Al termine della riunione del Comitato provinciale per l’ordine e la sicurezza pubblica, Di Bari ha spiegato che sono state implementate stratagemmi per monitorare e arginare l’eventualità di speculazioni sui prezzi per le locazioni. La sua dichiarazione mette in evidenza un problema che sta diventando sempre più preoccupante per le comunità locali, già provate da eventi calamitosi.
Nonostante questa emergenza, il prefetto ha espresso una nota di ottimismo riguardo le sistemazioni autonome per gli sfollati. «Oltre il 90% delle persone ha già trovato una nuova sistemazione», ha affermato, descrivendo tale risultato come un segnale positivo in un momento di grande difficoltà.
Tuttavia, la sua attenzione si è concentrata anche su chi ha subito la perdita della propria casa. “È fondamentale che ci sia un’azione di solidarietà concreta da parte della comunità nei confronti di coloro che non hanno più un tetto sopra la testa,” ha sottolineato, invitando la popolazione a offrire supporto a chi si trova in una situazione critica. Questo appello risuona in un contesto dove, come ha confermato, sono già emersi gesti di grande vicinanza da parte dei cittadini nei confronti degli sfollati.

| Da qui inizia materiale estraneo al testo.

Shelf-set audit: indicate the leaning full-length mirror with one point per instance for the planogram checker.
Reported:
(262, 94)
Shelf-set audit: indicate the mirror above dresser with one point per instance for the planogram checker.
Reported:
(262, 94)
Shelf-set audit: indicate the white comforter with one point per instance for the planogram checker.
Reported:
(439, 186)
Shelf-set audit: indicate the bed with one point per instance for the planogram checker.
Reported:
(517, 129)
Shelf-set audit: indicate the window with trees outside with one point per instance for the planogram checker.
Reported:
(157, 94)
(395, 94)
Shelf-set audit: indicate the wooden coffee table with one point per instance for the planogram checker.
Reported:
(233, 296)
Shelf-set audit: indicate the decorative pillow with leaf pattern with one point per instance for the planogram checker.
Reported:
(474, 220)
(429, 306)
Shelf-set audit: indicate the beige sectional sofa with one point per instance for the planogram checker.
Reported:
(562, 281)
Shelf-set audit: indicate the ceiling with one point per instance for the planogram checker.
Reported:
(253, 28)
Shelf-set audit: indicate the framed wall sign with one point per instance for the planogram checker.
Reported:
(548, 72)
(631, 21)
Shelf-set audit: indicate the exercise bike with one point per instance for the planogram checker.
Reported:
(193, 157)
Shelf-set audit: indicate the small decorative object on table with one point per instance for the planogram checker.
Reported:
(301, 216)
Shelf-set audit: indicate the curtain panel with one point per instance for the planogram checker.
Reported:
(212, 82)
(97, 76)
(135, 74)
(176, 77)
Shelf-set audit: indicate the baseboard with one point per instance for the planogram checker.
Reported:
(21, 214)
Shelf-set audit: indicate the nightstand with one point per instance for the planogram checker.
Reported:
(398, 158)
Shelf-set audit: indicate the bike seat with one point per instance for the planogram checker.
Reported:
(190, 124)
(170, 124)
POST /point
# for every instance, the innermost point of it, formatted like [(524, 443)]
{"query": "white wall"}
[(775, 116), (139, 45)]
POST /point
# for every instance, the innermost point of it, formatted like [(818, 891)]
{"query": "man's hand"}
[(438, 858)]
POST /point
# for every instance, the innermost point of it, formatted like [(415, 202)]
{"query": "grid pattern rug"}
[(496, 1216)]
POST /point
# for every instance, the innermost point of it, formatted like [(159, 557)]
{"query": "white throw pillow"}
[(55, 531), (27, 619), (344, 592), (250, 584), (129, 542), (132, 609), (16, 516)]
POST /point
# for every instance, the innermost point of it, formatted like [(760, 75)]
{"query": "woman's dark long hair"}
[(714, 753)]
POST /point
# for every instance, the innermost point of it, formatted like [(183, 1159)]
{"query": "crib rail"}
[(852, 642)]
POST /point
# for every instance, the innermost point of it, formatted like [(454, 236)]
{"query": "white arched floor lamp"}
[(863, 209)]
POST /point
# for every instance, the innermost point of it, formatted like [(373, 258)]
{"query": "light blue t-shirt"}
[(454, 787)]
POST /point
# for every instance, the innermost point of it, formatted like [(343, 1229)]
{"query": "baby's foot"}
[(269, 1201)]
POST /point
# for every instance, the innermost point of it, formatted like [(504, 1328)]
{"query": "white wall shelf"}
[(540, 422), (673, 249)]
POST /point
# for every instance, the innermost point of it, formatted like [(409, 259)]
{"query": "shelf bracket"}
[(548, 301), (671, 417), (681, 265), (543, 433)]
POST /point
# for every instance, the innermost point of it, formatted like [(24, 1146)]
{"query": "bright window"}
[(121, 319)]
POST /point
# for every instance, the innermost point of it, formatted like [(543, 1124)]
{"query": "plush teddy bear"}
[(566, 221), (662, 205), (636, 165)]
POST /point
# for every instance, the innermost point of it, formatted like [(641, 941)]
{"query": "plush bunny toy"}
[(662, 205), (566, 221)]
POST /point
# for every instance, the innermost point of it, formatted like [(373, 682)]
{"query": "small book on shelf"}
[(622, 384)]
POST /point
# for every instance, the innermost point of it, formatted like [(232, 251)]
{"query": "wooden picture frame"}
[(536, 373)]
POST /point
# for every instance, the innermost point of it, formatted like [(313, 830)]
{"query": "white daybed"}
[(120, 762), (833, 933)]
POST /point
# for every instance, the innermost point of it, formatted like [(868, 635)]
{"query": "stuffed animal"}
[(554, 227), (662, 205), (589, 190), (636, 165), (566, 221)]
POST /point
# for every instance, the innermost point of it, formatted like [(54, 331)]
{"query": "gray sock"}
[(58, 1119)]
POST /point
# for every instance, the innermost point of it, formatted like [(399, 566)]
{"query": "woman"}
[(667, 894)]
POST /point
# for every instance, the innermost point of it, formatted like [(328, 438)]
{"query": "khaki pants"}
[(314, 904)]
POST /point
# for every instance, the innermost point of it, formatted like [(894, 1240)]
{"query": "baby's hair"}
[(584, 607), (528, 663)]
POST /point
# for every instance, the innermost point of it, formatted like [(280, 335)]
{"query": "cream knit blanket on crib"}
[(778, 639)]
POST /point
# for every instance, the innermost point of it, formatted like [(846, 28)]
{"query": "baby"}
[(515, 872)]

In aggiunta, nel corso della riunione, si è discusso della situazione delle abitazioni vuote dopo i recenti sgomberi. Di Bari ha dichiarato di essere soddisfatto dei risultati ottenuti dalle operazioni anti-sciacallaggio, sottolineando l’importanza di proteggere queste proprietà temporaneamente incustodite da potenziali atti delinquenziali.
Concludendo, l’attenzione rimane focalizzata su due obiettivi fondamentali: garantire la sicurezza delle abitazioni degli sfollati e prevenire l’emergere di speculazioni che possano aggravare la già difficile situazione economica del territorio. La gestione della crisi abitativa non è mai stata così cruciale, e la risposta delle istituzioni potrebbe testimoniare un cambio di rotta significativo in un’area costantemente colpita da emergenze.